A Singing/Talking Voice For VIC And 64
Arthur B. Hunkins
The Alien Group of New York City has come up with a significant advance in microcomputer voice synthesis with Voice Box, a peripheral for the VIC and 64 that can sing as well as speak. And with Voice Box you can program vocal inflection to create voices which are expressive and lifelike with virtually unlimited nuance.
Voice Box consists of the hardware peripheral, speech synthesis software on tape or disk, and Music System software, which drives both the singing voice and three-voice music from the Commodore SID chip (available only for the 64, on disk).
Plugs Into The User Port
The Voice Box itself is a sturdy, secure, 1.5 × 3 × 4-inch black box that plugs into the User Port. It consists of a 3 × 4-inch circuit board with seven chips and assorted components, an internal 2 × 3-inch speaker (.8 watt), and two external dials. One dial regulates the volume, the other the pitch range (the higher the faster for spoken material).
Voice Box produces only the vocal sound; sounds coming from the 64 SID chip require an external amplifier and speaker.
Volume is adequate for personal or small group use, but there is no provision for external amplification or headphones.
Voice Box software is different for VIC and 64, though the documentation—which is thorough and clear—differs only in detail. Software is offered on cassette for VIC and on disk for 64.
All Phonemes Are Used
Voice Box synthesizes phonemes, and is capable of producing all 64 phonemes used by the English language. The software permits programming either in English, in phonemes, or in BASIC, using number codes for phonemes.
You can incorporate the SPEAK subroutine into your BASIC programs (2K free memory required) to permit English or phoneme speech coding. If your program leaves only about 700 bytes free, you can use the PSPEAK subroutine, that allows phoneme coding only.
The Talking Head
There are three other programs in the driving software. One is the SPEAK routine with an alien face added in character graphics with a moving mouth for vocal animation. A second program allows the user to type in words to be spoken by the face.
Most elaborate and perhaps most fascinating is a SPELL program, in which an alien professor asks you to spell words, and either congratulates or chastises you, depending on your answers.

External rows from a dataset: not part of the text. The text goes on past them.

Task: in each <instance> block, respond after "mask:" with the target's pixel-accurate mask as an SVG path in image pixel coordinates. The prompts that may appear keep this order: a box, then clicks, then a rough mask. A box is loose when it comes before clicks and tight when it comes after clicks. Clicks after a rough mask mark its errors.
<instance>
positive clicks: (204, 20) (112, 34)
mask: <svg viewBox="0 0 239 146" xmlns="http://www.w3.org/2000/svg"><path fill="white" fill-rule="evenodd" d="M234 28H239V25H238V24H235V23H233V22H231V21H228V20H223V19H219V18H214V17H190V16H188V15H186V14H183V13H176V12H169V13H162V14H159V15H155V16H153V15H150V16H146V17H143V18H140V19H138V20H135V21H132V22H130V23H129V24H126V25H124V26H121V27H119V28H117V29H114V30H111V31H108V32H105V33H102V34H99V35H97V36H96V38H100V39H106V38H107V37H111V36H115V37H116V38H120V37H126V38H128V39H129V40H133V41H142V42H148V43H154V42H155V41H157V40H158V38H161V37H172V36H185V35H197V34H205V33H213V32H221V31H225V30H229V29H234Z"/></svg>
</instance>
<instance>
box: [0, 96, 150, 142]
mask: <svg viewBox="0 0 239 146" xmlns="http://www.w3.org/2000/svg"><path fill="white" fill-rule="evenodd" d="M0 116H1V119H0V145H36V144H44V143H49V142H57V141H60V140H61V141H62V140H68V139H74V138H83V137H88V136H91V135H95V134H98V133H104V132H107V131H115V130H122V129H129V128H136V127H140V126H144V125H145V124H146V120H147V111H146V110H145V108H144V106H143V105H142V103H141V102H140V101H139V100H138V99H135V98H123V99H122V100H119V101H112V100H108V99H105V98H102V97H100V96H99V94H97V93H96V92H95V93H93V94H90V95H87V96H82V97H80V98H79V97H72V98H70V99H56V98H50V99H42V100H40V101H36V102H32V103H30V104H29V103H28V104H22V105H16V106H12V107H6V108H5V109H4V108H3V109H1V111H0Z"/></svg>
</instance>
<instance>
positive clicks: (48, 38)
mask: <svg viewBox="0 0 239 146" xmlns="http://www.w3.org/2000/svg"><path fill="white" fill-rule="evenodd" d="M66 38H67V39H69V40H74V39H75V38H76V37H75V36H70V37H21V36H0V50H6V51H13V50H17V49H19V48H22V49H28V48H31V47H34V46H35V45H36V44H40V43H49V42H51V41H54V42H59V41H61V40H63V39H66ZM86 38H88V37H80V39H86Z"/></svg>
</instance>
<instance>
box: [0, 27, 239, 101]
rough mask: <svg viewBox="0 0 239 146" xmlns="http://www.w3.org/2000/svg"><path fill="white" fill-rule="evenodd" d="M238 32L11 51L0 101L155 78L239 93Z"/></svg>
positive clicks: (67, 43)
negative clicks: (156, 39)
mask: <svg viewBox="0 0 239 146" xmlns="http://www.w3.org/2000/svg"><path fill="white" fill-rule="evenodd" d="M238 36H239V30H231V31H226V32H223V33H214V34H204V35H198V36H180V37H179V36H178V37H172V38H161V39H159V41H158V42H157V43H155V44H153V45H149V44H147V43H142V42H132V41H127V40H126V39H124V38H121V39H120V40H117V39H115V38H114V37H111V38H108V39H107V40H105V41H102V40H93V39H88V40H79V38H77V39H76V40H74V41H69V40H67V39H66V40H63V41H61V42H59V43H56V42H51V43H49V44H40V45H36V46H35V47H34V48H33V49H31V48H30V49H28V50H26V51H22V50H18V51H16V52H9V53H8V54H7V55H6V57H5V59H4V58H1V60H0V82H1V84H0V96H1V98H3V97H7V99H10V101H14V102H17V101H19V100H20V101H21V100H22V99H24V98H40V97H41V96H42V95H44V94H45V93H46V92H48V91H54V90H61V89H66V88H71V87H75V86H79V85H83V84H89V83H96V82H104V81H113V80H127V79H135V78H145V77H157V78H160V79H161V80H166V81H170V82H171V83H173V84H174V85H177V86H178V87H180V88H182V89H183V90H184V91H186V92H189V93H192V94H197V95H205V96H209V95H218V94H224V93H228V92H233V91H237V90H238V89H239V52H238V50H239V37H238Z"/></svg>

There also is a provision for adding your own words. All you need to do is to furnish the phonetic spellings in DATA statements.
Changing The Pronunciation
Many of the spoken words provided by Voice Box are difficult to understand, even though the professor will repeat them as often as you like. But you can experiment with inflection, vowel length, and timing to have Voice Box speak the way you want. The documentation provides a number of hints on improving pronunciation.
The software normally permits speech in four pitches, to give you vocal inflections through a simple system of notated slashes. But in combination with the Music System, Voice Box has the potential for continuous, infinite inflection.
The Music System
Unfortunately, the Music System software is available only for the 64, because it uses the SID chip. I recommend it even if you don't have Voice Box, since it provides an outstanding method for programming your own SID sound arrangements.
Music System is menu-driven. From a main menu, select SYNTHESIZER SETTINGS, and a densely packed screen displays SID sound options. You use the cursor controls, and the + and - keys, to select options. After you choose the new instrumentation, press the f7 key to hear the results.
By pressing other function keys, you can record a melody. Pitch is entered in a piano-like arrangement of the upper two rows on the keyboard. After you record your melody, you can go back and edit the pitch and rhythm.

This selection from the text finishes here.